A former Los Angeles Unified School District teacher won a round in court Wednesday when a judge ruled he can move forward with his lawsuit alleging he was removed from his classroom for criticizing many of the school district’s policies and initiatives.
Los Angeles Superior Court Judge Mark Mooney said he could not grant the district’s motion to dismiss Rafe Esquith entire complaint because some of his claims did not fall under what is considered protected speech and the right of the LAUSD to conduct an investigation of the teacher.
“This was a great ruling for Rafe Esquith,” the teacher’s lawyer, Ben Meiselas, said after the hearing. “We’re pleased and we look forward to the trial.”
LAUSD Chief communications Officer Shannon Haber said, “We respectfully disagree with the court’s decision and we intend to appeal the judge’s denial of our motion.”
Mooney’s ruling means that Esquith’s claims of defamation, intentional infliction of emotional distress, the taking of items from his classroom, retaliation, age discrimination and unfair business practices remain in the case. He also is seeking reinstatement to his teaching position.
Esquith, 62, was removed from his Hobart Elementary School classroom in April 2015. The district began investigating him when another teacher came forward to allege that Esquith was using inappropriate sexual language with his students.
Esquith is known for introducing Shakespeare to his pupils.
“I have received international recognition as an innovative and groundbreaking educator,” Esquith says in a sworn declaration. “Additionally, I am a New York Times bestselling author of books addressing my teaching and educational philosophy.”
Esquith says he never received a complaint from a parent or teacher during his 30 years as an educator.
Esquith also maintains that he has “suffered at the hands of (the LAUSD) for criticizing their wasteful practices, collusion with private business interests and lack of concern for student development.”
As a result, Esquith claims, the district has “attempted to silence me through a campaign of retaliation.”
Elsa Cruz, one of Esquith’s former students, denied in her own sworn statement that he ever sent her any inappropriate emails as alleged in the LAUSD’s statement of charges against him.

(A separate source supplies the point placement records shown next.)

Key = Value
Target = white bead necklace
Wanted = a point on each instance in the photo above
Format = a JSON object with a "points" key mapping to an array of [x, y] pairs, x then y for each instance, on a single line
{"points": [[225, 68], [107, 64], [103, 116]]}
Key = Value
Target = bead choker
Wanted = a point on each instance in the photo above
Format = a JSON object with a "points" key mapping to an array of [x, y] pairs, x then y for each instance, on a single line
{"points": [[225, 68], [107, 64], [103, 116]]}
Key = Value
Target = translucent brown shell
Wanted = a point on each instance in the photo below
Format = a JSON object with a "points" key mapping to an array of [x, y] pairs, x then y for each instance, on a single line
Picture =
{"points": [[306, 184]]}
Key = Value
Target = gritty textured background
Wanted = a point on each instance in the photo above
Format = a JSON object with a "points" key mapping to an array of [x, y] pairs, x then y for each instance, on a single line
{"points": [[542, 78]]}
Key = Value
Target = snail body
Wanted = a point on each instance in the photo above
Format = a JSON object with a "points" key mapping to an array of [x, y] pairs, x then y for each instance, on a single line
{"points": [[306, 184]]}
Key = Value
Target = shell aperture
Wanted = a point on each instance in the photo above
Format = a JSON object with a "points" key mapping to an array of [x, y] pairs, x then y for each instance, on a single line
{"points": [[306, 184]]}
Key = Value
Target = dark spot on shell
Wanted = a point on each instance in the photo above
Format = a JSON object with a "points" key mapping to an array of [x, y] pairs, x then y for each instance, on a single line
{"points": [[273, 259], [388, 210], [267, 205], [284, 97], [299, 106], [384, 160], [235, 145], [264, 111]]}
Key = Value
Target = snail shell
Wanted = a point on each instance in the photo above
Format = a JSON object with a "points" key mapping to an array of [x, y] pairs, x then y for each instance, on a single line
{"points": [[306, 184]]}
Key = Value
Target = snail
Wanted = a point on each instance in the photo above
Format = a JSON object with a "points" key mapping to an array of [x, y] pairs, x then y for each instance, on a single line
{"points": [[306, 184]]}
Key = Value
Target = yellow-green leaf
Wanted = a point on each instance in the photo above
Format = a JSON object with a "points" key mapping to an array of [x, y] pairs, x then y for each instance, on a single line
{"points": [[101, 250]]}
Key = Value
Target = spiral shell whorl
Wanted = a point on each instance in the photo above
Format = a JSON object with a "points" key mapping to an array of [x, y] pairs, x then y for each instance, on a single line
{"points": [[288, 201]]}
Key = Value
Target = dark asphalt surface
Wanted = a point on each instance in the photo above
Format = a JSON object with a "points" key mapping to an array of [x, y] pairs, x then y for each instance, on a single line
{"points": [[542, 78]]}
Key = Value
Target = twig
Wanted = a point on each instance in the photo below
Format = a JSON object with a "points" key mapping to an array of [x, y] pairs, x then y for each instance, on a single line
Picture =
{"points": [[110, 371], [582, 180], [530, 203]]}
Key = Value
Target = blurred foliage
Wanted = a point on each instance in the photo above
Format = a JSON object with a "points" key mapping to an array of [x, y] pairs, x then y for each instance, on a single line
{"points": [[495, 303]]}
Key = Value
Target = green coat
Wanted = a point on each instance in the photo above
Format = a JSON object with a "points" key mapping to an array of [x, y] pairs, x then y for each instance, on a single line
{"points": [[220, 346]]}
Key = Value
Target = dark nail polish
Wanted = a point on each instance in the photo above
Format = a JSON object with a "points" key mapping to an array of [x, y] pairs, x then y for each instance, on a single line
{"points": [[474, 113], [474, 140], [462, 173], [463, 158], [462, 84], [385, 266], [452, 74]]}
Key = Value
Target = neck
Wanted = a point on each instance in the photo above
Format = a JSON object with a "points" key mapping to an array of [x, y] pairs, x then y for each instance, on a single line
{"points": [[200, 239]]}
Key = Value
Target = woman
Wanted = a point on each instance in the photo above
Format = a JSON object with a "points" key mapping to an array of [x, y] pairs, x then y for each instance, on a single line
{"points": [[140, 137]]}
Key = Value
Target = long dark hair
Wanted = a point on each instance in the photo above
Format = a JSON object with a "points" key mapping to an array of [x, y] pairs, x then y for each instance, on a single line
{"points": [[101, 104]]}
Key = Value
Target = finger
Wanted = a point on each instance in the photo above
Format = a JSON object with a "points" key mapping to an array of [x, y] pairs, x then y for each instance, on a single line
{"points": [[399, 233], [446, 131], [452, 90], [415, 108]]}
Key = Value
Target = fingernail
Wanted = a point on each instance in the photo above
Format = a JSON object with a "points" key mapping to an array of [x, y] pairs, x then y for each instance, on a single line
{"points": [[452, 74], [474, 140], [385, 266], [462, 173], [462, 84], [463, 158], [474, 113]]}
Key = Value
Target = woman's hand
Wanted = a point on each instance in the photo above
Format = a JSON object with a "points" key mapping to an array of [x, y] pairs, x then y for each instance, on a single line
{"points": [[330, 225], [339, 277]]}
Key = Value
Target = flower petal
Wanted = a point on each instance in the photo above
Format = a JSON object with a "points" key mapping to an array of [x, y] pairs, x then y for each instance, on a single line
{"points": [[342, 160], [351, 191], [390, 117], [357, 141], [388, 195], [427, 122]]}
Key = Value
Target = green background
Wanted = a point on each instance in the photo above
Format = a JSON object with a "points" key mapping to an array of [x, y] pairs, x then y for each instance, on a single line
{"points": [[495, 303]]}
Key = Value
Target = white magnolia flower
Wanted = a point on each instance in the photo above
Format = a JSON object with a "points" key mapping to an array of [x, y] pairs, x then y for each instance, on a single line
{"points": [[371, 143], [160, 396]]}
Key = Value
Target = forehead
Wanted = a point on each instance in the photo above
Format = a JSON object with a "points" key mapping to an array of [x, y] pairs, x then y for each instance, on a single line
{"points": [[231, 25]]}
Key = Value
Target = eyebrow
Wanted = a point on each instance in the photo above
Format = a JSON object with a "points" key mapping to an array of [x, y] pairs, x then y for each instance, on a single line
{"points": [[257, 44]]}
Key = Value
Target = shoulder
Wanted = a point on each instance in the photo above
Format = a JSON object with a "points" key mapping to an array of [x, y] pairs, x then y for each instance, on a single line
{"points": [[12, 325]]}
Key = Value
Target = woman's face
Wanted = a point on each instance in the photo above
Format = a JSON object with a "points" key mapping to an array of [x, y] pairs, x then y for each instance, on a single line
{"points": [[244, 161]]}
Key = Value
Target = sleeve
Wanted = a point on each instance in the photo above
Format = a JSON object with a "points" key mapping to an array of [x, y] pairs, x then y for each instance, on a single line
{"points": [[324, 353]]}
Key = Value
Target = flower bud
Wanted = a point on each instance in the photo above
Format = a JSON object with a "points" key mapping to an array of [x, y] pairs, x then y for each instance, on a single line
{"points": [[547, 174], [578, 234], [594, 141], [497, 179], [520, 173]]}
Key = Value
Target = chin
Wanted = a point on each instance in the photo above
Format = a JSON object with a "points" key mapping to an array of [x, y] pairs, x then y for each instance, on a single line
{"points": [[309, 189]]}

“The communications described in the statement of charges between Mr. Esquith and myself are small pieces of much larger conversations that are taken wholly out of context,” she said, adding that she believes the district “cherry-picked” portions of the emails to make it appear the entire conversations were sexual in nature.
The district fired Esquith last October, two months after he sued. His lawsuit does not contain any wrongful termination allegations.
That same month, Esquith filed another lawsuit against the LAUSD. The proposed class-action complaint alleges the district conducts “witch hunts” against older teachers in an effort to save money on retirement benefits.